Paul looked at her. His eyes seemed to squint so that he looked hideous and he said, “Viens la prendre.”
He was sitting back from the table, his knees apart, his apron dangling between them, a cigarette stuck to his lower lip. Now he pulled open his shirt and showed where the cigarettes were crumpled inside. “Viens-y,”
he said. Joss went pale and stood uncertainly up.
I knew what he would do. I had seen him with Mauricette too often. Mauricette could look after herself, but, “Joss, you are not to” I screamed. “You are not to!” I pushed her down and screamed at Paul, “Ne la touchez pas!”
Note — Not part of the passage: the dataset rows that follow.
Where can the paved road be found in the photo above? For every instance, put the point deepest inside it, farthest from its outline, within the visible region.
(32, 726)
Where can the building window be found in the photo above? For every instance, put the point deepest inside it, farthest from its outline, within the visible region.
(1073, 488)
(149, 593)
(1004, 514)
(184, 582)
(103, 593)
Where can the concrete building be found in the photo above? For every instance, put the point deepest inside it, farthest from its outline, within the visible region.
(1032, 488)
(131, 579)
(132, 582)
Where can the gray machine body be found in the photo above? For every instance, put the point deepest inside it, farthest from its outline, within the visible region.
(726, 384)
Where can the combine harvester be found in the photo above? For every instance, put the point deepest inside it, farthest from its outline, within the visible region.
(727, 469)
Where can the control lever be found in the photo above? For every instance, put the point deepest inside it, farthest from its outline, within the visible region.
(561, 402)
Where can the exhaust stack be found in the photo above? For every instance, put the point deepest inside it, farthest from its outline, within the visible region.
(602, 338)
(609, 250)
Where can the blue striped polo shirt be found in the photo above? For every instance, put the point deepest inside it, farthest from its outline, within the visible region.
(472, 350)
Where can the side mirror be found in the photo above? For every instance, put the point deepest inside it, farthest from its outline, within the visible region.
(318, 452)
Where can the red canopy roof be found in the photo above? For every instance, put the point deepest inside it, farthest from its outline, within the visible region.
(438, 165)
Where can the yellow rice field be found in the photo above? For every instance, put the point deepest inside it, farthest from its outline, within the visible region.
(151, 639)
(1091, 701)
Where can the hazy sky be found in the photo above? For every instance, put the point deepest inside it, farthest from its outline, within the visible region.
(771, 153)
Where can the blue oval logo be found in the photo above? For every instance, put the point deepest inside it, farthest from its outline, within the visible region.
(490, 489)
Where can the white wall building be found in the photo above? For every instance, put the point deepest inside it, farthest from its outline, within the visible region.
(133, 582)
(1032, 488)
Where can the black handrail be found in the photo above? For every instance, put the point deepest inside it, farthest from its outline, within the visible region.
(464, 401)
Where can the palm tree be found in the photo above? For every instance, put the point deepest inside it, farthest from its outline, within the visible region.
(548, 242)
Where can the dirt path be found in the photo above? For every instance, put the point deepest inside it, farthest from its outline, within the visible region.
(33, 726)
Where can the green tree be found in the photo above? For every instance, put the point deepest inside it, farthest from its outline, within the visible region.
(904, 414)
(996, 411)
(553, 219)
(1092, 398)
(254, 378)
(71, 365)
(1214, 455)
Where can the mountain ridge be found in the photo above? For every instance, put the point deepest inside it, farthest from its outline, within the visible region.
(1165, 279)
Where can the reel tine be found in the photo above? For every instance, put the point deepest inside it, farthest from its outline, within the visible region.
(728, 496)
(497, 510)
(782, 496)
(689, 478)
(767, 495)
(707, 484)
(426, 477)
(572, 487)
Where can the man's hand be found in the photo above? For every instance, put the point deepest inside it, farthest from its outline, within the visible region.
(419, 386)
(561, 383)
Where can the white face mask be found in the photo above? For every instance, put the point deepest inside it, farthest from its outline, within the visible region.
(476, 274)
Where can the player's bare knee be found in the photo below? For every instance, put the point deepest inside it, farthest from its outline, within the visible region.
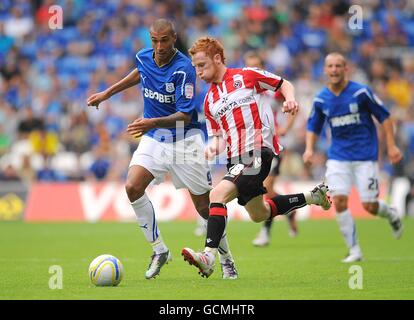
(371, 207)
(134, 191)
(340, 203)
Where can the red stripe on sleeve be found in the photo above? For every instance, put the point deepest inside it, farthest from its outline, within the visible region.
(218, 212)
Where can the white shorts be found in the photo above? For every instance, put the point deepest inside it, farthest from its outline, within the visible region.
(183, 160)
(342, 175)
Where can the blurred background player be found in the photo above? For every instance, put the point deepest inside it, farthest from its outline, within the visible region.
(168, 82)
(253, 59)
(233, 110)
(348, 107)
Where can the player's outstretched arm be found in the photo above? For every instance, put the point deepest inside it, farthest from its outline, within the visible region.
(394, 153)
(311, 139)
(290, 104)
(130, 80)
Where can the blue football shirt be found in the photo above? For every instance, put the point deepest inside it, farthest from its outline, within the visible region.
(349, 115)
(167, 90)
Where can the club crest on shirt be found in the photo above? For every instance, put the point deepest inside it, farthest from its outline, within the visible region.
(169, 87)
(189, 90)
(237, 84)
(353, 107)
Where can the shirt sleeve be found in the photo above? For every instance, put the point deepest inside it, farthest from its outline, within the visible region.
(263, 80)
(316, 117)
(375, 105)
(185, 90)
(213, 128)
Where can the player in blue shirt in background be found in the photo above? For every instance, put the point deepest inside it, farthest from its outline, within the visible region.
(352, 157)
(171, 138)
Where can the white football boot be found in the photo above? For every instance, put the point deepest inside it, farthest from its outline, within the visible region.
(262, 239)
(204, 261)
(320, 196)
(229, 270)
(158, 260)
(354, 255)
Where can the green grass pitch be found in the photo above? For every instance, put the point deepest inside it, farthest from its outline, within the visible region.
(306, 267)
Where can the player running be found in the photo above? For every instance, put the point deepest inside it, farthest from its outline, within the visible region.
(167, 81)
(232, 108)
(254, 60)
(352, 158)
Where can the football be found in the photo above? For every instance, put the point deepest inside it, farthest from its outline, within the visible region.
(106, 270)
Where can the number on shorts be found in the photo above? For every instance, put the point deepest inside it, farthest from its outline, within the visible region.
(373, 184)
(236, 169)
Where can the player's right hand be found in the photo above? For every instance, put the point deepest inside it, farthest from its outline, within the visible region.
(95, 99)
(210, 152)
(307, 157)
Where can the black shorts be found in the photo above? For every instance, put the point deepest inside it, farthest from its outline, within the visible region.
(275, 168)
(248, 172)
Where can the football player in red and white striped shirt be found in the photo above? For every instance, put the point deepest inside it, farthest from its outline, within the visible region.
(233, 111)
(254, 60)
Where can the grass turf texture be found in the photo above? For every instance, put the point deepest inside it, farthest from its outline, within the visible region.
(306, 267)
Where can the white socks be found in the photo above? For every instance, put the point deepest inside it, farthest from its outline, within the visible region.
(146, 218)
(223, 249)
(347, 227)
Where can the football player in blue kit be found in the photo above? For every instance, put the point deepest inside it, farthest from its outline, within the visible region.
(171, 141)
(348, 108)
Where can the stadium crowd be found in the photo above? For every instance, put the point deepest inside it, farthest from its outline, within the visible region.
(47, 133)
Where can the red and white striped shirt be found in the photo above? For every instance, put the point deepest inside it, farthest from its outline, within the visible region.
(234, 109)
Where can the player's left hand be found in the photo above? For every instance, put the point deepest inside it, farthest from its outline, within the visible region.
(140, 126)
(394, 154)
(290, 106)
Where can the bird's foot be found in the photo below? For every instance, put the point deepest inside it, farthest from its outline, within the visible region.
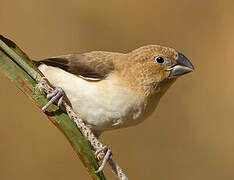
(55, 95)
(105, 154)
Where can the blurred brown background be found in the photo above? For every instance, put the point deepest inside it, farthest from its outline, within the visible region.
(195, 141)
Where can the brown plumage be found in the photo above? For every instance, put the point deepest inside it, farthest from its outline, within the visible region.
(113, 90)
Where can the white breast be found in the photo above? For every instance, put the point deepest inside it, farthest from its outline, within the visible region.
(102, 104)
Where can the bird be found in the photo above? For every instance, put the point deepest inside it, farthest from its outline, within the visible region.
(111, 90)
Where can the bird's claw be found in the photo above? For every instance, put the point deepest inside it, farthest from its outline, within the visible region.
(57, 94)
(105, 154)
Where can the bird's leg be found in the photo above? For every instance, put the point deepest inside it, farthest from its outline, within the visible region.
(105, 154)
(55, 95)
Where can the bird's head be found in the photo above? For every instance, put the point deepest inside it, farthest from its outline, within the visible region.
(154, 66)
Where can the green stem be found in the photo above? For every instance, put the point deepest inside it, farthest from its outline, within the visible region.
(16, 65)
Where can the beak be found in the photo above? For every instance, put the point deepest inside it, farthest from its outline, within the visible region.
(182, 66)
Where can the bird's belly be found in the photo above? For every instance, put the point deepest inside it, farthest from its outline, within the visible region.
(104, 104)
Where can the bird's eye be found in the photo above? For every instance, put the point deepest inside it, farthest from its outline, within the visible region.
(159, 59)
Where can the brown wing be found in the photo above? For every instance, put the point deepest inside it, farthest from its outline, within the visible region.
(95, 65)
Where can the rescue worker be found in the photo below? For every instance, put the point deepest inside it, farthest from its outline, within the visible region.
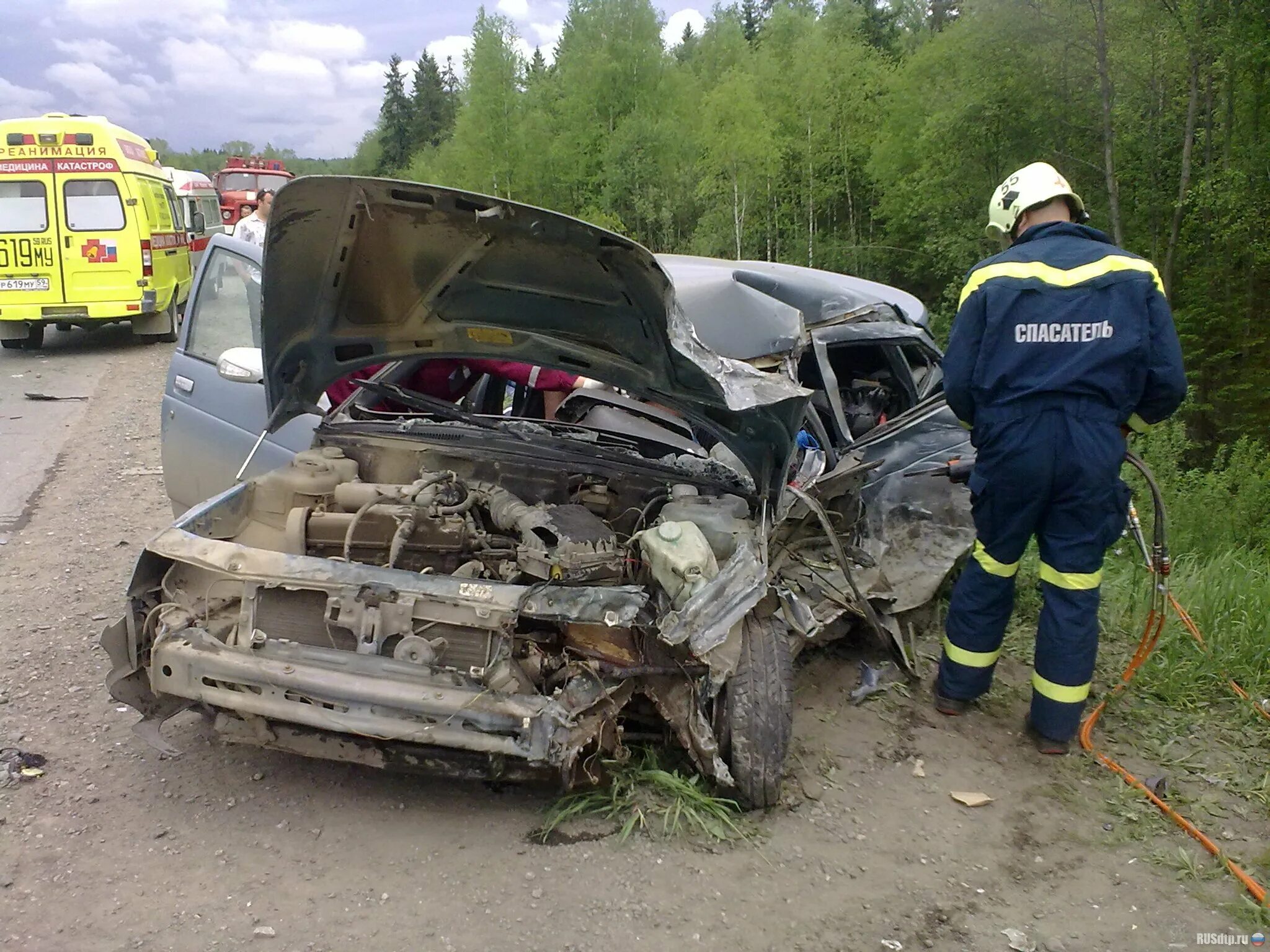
(1062, 345)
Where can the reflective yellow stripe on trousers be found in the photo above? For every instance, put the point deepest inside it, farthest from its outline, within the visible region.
(1062, 694)
(1059, 277)
(1075, 582)
(970, 659)
(1003, 570)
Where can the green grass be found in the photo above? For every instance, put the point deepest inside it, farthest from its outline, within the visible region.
(642, 796)
(1180, 716)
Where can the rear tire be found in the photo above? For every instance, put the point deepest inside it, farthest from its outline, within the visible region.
(758, 712)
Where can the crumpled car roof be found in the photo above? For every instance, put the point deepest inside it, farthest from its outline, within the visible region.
(746, 310)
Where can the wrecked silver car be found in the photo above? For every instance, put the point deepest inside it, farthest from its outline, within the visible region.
(454, 588)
He turned on me and ordered me to bed. “Toi, va faire dodo! Au pieu!”
“I won’t. Joss! Joss!”
Paul picked up the bottle. I do not know what would have happened if Joss had not settled it herself. She had been sitting where I had pushed her; now, quite softly, with a sigh, she fell forward on the table, knocking over my untouched glass. Her head rolled a little, her hair tumbled forward into the wine and began to soak it up.
We heard footsteps. The garden door opened, Monsieur Joubert and Mademoiselle Zizi came in and stopped, with Eliot close behind them. At the same moment the lights went on and there was a scurry of steps in the kitchen passage; Madame Corbet had stayed too late and the others had beaten her; she came running in breathless and stopped too. “Grands Dieux!” said Madame Corbet. The others said nothing, they simply stood.
It must have looked an orgy with the bottles and glasses, the candles burnt down in the bottles, the wine on the table, the cigarette-ends where we had thrown them down on the floor with more wine and broken glass. “Grands Dieux!” said Madame Corbet again.
Then I saw the rat in Paul. “C’est pas moi! C’est pas moi!” His voice was shrill with fear. “C’est elle”—he pointed at Joss; “elle et Mademoiselle Cecil. Elles m’ont forcé!”
“La ferme!” said Eliot, which was the rudest way I had heard of saying ‘Shut up’.
Mademoiselle Zizi had stayed in the doorway; it was as if she kept her skirts held back. Eliot crossed at once to Joss, but before he reached her Monsieur Joubert came up behind and stood with his hands on her chair. It was as if he kept Eliot off. Monsieur Joubert bent and straightened Joss up, but she could not sit; her head fell forward again. “She is drunk,” said Monsieur Joubert to Eliot as if it were an accusation, and he said, in English too, “I do not know what has been going on here but it is not good.” He was not looking at us but at Eliot and Mademoiselle Zizi.